Our Readers as Leaders
THE PHYSICIAN AND SPORTSMEDICINE - VOL 27 - NO. 12 - NOVEMBER 99
You, our readers, don't often think of yourselves as being at the forefront of a medical trend—but, in fact, you are. That trend is the gradual emergence of a "health model" of medicine, with its roots in sports medicine and similar health-oriented clinical disciplines. You practice in this mode whenever you offer advice on prevention of disease or injury, prescribe exercise for fitness or rehabilitation, or find a way to help patients with asthma or osteoarthritis remain active.
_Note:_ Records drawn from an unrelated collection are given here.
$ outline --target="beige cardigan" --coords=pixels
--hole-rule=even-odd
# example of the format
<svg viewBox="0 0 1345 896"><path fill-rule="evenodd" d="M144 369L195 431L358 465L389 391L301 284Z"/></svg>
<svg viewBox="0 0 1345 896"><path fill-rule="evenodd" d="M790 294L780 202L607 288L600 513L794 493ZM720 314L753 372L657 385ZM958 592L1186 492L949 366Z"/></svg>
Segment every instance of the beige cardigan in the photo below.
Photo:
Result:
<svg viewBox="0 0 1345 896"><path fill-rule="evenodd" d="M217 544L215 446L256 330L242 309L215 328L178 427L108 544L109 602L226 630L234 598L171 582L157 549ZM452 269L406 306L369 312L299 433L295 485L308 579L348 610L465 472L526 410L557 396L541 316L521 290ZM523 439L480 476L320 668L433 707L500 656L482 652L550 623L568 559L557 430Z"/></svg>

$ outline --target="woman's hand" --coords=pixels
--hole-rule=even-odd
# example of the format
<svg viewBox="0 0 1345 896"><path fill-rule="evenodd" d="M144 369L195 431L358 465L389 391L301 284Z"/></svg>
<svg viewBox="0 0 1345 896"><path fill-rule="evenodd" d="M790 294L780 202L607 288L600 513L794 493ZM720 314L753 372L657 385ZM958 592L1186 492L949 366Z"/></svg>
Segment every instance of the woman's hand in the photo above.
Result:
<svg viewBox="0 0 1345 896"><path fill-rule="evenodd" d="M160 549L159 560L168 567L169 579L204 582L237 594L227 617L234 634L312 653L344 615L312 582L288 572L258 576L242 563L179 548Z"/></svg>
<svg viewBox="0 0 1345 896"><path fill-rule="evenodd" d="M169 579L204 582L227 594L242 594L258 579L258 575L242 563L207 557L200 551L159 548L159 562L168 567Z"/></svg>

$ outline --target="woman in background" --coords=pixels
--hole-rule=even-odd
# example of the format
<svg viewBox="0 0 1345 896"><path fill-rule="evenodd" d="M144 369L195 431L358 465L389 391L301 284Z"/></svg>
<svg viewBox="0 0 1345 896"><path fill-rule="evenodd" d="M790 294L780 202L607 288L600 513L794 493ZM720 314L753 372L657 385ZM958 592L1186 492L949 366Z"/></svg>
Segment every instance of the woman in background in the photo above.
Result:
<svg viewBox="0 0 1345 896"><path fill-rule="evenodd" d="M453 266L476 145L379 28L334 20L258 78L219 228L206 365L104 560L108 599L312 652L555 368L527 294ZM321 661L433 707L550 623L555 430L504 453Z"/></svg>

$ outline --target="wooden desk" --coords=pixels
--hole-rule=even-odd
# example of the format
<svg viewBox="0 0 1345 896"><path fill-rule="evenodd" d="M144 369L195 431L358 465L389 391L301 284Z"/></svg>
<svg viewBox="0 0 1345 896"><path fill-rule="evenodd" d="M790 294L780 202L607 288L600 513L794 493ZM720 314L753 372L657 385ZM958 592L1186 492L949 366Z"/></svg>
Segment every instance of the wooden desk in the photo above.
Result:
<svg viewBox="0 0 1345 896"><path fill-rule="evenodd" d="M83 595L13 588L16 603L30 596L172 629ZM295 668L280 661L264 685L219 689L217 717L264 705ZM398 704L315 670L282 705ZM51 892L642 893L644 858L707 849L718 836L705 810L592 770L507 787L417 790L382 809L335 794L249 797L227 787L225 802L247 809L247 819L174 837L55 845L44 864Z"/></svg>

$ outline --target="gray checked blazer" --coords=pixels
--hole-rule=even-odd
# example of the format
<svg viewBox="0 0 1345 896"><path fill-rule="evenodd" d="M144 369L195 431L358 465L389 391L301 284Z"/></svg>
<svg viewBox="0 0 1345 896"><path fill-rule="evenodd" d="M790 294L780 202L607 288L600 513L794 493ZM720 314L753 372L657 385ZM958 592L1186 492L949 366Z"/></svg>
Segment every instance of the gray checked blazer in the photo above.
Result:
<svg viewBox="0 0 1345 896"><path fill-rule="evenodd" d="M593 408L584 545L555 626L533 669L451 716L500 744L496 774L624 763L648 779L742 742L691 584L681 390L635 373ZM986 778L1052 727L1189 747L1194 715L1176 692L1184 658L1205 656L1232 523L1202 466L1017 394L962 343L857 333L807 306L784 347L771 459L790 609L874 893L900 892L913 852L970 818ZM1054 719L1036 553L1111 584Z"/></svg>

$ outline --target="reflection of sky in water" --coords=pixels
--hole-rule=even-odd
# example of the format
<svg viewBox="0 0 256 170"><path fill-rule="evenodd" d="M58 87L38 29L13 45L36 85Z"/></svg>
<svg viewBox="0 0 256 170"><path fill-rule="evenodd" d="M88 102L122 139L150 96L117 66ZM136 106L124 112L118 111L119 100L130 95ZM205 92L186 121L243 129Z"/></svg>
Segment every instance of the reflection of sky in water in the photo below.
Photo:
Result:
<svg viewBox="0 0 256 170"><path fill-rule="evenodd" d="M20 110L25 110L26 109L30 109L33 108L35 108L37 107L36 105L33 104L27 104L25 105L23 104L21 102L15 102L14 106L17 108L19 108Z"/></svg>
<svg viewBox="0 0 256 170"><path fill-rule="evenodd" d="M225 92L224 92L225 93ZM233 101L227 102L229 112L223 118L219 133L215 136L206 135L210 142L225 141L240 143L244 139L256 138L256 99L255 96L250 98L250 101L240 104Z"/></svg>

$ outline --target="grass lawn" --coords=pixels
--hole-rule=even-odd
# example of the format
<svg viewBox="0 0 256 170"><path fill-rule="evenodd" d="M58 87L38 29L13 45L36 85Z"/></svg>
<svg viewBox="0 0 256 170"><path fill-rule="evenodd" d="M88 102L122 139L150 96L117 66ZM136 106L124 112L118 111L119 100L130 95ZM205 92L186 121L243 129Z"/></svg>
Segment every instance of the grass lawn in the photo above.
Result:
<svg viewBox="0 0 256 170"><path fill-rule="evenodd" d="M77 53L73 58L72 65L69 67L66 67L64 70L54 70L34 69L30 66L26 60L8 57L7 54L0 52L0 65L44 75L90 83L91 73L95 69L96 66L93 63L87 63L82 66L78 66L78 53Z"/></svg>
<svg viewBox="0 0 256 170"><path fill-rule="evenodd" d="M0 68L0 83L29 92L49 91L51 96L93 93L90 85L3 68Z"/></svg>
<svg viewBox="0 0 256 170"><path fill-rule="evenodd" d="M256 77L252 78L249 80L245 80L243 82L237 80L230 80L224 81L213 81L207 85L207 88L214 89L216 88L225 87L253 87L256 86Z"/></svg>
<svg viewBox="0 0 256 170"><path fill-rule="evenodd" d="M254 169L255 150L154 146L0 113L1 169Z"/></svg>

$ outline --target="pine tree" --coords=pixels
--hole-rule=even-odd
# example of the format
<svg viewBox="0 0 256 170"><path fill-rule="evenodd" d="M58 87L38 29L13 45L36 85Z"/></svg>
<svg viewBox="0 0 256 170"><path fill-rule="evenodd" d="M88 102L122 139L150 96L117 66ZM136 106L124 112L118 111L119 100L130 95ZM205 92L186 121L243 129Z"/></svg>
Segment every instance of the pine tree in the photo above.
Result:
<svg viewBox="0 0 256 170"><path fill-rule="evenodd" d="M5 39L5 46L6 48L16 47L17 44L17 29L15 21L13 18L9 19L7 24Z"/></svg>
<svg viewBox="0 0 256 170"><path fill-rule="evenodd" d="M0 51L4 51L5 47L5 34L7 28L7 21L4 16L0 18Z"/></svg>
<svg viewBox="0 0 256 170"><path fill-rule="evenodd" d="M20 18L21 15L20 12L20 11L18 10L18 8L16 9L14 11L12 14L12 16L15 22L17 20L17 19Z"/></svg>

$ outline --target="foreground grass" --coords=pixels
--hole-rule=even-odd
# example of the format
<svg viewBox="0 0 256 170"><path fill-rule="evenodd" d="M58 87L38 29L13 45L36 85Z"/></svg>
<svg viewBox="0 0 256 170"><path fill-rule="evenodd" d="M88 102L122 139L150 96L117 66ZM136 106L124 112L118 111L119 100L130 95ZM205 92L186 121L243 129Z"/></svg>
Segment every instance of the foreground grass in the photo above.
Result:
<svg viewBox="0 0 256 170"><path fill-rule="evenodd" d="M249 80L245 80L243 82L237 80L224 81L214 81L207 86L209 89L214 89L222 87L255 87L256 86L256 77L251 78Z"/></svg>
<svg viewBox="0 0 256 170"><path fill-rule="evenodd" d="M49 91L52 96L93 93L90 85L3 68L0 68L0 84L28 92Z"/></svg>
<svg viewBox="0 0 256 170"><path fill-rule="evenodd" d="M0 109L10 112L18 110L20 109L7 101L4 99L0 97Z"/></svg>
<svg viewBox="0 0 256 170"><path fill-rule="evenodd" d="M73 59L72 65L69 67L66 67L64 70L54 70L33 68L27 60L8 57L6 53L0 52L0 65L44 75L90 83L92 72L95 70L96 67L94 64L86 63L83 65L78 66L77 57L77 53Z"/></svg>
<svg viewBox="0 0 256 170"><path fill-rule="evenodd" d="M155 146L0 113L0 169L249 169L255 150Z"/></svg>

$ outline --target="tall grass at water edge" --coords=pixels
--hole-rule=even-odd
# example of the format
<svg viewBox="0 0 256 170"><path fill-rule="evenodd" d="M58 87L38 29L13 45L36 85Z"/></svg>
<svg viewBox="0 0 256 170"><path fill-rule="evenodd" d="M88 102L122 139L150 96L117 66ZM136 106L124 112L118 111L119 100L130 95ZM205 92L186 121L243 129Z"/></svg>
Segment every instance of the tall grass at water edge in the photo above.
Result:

Practicing in this model, you offer your patients a positive approach to healthcare, and you are part of the continuing growth of sports medicine as a clinical discipline. While this model's underpinnings are scientific, its emphasis is on function over structure, physiologic capacity over pathology, vitality over morbidity. Investigation, medical and surgical treatment, and rehabilitation are and always will be essential to what we do. But it is full recovery and enhancement of human performance (at whatever level) that are our joie de vivre.
The bulk of physicians don't practice "health medicine" full time, but instead see patients who benefit from this type of care interspersed with those for whom traditional disease- and technology-based management is perhaps more appropriate. But despite its part-time status, this is what we mean by the office-based model of sports medicine we discussed last month: the broad-based application of sports medicine—for use when the game is over, or the patient isn't even an athlete.
The growing emphasis on the office-based practice of sports medicine parallels the accumulation of research and comprehensive reports that urgently recommend exercise for people of all ages and abilities. The increasing recognition that so many "inevitable" chronic diseases are in fact self-inflicted—and the unnecessary expenses that accrue—promote this trend. So does the inadequacy of advances in healthcare to treat the many inactivity-related medical conditions. Patients also feed the trend: They want to influence their own healthcare, expect continued health and vitality, and seek empowerment through knowledge. The sports medicine/health medicine model is driven by patients for whom "not sick" is not well enough.
Clearly, office-based sports medicine excels in its relevance to multiple populations and in its continuity of care. But it can't meet all sports medicine needs. Much training is required for the team physician, for example, who must address on-field triage and care and the highly specialized needs of advanced athletes. Similarly, most physicians are not in a position to investigate the epidemiology of injury or implement a plan for injury prevention on a team. Nor does the office-based model in and of itself provide for education of its practitioners, or for a way for patients to readily find one (they can't look in the phone book under "health model").
Thus, the models will continue to coexist and complement each other and, we believe, continue to grow in scope and influence. As the field evolves, The Physician and Sportsmedicine will continue to meet the needs of sports medicine physicians practicing in all venues. Subjects in this issue we think will be useful to all readers include asthma (page 75), muscle cramps (page 109), and diagnostic enhancements possible with nuclear medicine (page 44). Team physicians, "hockey parents," and any physician with young players in his or her practice will be particularly interested in understanding why senior associate editorial board member William O. Roberts, MD, calls for eliminating hitting from youth hockey (page 35).
As always, we'll do our best to help you help your patients. Please let us know what more we can offer.